Effective vs. Ineffective Styles
- Ineffective: assumes constant obedience, reactive, punitive, emotional, highly visible.
- Effective: anticipates lapses, planned consequences, strategy-driven, emotionally neutral, "invisible" to learning flow.
Preventative Framework (Jacob Kounin)
- With-it-ness – constant scanning; nip issues early.
- Momentum – clear starts/finishes; brisk lesson pace.
- Smoothness – seamless transitions; no nagging or repeat instructions.
- Group Alerting – secure whole-class attention; clarify expectations.
- Attentive & Active – vary methods/activities; align with interests & levels.
- Overlapping – manage multiple events simultaneously.
- Avoid Overexposure – limit time on one topic; maintain challenge & enjoyment.
- Use a class Social Contract to build shared responsibility.
Low Key Responses (LKRs) – Bennett & Smilanich
Purpose: quiet, brief, non-disruptive correction of minor misbehaviour.
General principles
- Response shorter than the interruption; low emotional load.
- Maintains positive climate; seldom stops lesson flow.
Relationship & Respect
- Winning over – build rapport.
- Address the behaviour, not the student; tackle colluding "allies" first.
- Polite language; model desired tone, punctuality, fairness.
- Come on back – offer way to re-enter learning after correction.
Operational Techniques
- Clear cues to start/stop; specify expected response.
- Minimal signals: name, look, gesture, pause.
- Plan orderly movement.
- With-it-ness scanning; use proximity as subtle deterrent.

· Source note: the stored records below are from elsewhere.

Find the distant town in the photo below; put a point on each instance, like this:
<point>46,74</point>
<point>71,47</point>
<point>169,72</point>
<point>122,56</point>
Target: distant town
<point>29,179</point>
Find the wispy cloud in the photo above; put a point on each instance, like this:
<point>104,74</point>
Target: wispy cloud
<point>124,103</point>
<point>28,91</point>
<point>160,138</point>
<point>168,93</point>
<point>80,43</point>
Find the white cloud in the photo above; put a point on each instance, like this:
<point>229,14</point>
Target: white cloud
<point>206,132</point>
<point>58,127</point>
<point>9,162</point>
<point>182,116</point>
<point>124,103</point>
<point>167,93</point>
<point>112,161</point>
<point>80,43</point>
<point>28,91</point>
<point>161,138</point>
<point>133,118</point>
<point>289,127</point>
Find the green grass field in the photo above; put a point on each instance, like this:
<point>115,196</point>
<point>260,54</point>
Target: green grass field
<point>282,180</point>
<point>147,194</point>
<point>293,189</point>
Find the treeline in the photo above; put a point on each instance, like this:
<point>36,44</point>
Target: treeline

- Private dialogue for dignity; planned ignore when strategic.
Positive Behaviour Tips
- Reinforce appropriate actions – "catch them being good".
- Teach self-management strategies.
- Use humour (never sarcasm).
- Stay calm; redirect behaviour.
- Do not assume students can self-correct without guidance.
Professional Standard Link
- AITSL Standard 4.3: Create & maintain supportive, safe learning environments by effectively managing challenging behaviour.